不过,如果细心的读者可能会发现,虽然Job配置有了,但是Prometheus的Target中并没包含任何的监控对象。查看Prometheus的Pod实例日志,可以看到如下信息:

  1. level=error ts=2018-12-15T12:52:48.452108433Z caller=main.go:240 component=k8s_client_runtime err="github.com/prometheus/prometheus/discovery/kubernetes/kubernetes.go:300: Failed to list *v1.Endpoints: endpoints is forbidden: User \"system:serviceaccount:monitoring:default\" cannot list endpoints in the namespace \"default\""

自定义ServiceAccount

由于默认创建的Prometheus实例使用的是monitoring命名空间下的default账号,该账号并没有权限能够获取default命名空间下的任何资源信息。

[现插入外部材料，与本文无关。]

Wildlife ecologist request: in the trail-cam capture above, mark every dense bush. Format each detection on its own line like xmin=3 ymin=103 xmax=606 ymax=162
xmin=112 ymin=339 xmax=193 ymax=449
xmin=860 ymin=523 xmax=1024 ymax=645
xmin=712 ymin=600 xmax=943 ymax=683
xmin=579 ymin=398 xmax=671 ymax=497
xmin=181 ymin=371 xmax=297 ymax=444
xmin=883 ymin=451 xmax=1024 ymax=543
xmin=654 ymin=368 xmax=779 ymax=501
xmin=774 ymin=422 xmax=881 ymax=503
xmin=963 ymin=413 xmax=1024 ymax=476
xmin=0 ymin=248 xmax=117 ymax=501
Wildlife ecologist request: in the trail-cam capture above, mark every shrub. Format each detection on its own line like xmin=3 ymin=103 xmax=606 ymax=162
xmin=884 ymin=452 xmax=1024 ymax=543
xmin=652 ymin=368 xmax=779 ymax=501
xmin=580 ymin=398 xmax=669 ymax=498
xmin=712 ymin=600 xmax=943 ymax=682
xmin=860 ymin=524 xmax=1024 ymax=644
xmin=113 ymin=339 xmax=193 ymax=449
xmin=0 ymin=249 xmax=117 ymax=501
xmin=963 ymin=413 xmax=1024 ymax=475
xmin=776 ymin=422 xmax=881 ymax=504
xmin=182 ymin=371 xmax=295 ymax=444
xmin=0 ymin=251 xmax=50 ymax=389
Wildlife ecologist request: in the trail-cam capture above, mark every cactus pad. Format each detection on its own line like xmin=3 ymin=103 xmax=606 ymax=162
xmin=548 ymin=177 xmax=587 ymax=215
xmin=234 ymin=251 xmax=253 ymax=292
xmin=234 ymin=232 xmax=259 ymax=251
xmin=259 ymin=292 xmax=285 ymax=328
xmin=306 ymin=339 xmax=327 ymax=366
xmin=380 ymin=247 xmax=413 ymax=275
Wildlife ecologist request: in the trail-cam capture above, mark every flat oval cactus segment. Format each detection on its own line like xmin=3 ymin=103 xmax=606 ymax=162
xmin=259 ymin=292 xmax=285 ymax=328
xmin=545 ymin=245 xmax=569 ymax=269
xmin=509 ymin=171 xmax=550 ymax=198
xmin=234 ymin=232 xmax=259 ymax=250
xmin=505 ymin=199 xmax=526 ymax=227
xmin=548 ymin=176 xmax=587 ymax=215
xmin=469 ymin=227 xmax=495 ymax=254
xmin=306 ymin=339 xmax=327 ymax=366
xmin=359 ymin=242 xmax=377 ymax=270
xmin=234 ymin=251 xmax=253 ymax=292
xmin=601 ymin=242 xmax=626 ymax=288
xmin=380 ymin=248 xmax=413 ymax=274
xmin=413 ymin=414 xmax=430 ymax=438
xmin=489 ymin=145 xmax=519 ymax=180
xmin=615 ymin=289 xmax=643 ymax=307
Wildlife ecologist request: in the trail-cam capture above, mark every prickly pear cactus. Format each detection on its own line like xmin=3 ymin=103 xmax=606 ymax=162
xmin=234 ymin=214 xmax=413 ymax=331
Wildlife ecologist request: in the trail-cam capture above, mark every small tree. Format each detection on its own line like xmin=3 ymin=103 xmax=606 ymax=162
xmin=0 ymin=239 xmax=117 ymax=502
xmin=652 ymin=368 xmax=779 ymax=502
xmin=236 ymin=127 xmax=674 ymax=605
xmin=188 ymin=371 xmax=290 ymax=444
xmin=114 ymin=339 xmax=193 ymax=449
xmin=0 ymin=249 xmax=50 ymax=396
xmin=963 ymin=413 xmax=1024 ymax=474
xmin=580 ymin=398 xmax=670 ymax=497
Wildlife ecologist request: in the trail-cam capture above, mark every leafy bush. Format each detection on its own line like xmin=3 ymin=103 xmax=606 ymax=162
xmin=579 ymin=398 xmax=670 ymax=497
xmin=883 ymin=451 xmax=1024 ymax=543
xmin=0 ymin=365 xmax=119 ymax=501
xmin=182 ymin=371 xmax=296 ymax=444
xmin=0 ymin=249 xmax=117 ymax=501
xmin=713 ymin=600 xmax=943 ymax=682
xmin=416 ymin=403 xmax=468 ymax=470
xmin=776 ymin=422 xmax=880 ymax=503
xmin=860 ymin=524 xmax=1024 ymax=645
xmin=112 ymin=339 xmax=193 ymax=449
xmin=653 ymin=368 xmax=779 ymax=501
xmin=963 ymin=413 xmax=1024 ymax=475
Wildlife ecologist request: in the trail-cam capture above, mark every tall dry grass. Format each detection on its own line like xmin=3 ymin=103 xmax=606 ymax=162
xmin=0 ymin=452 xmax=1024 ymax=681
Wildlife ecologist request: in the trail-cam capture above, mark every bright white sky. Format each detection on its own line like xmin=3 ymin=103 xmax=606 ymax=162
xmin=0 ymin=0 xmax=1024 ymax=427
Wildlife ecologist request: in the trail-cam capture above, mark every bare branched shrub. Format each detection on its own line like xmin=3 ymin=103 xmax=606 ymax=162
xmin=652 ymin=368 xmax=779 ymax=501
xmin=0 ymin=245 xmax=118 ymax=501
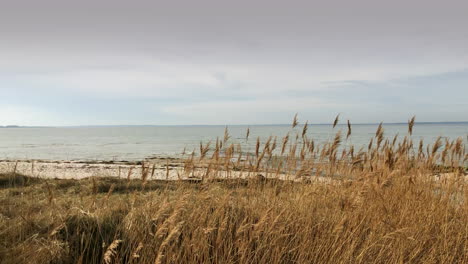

为了修复这个问题,我们需要在Monitoring命名空间下为创建一个名为Prometheus的ServiceAccount,并且为该账号赋予相应的集群访问权限。

  1. apiVersion: v1
  2. kind: ServiceAccount
  3. metadata:
  4. name: prometheus
  5. namespace: monitoring
  6. ---
  7. apiVersion: rbac.authorization.k8s.io/v1beta1
  8. kind: ClusterRole
  9. metadata:
  10. name: prometheus
  11. rules:
  12. - apiGroups: [""]
  13. resources:
  14. - nodes
  15. - services
  16. - endpoints
  17. - pods
  18. verbs: ["get", "list", "watch"]
  19. - apiGroups: [""]
  20. resources:
  21. - configmaps
  22. verbs: ["get"]
  23. - nonResourceURLs: ["/metrics"]
  24. verbs: ["get"]
  25. ---
  26. apiVersion: rbac.authorization.k8s.io/v1beta1
  27. kind: ClusterRoleBinding
  28. metadata:
  29. name: prometheus
  30. roleRef:
  31. apiGroup: rbac.authorization.k8s.io
  32. kind: ClusterRole
  33. name: prometheus
  34. subjects:
  35. - kind: ServiceAccount
  36. name: prometheus
  37. namespace: monitoring

将以上内容保存到prometheus-rbac.yaml文件中,并且通过kubectl创建相应资源:

  1. $ kubectl -n monitoring create -f prometheus-rbac.yaml
  2. serviceaccount/prometheus created
  3. clusterrole.rbac.authorization.k8s.io/prometheus created
  4. clusterrolebinding.rbac.authorization.k8s.io/prometheus created

在完成ServiceAccount创建后,修改prometheus-inst.yaml,并添加ServiceAccount如下所示:

  1. apiVersion: monitoring.coreos.com/v1
  2. kind: Prometheus
  3. metadata:
  4. name: inst
  5. namespace: monitoring
  6. spec:
  7. serviceAccountName: prometheus
  8. serviceMonitorSelector:
  9. matchLabels:
  10. team: frontend
  11. resources:
  12. requests:
  13. memory: 400Mi

保存Prometheus变更到集群中:

  1. $ kubectl -n monitoring apply -f prometheus-inst.yaml
  2. prometheus.monitoring.coreos.com/inst configured

等待Prometheus Operator完成相关配置变更后,此时查看Prometheus,我们就能看到当前Prometheus已经能够正常的采集实例应用的相关监控数据了。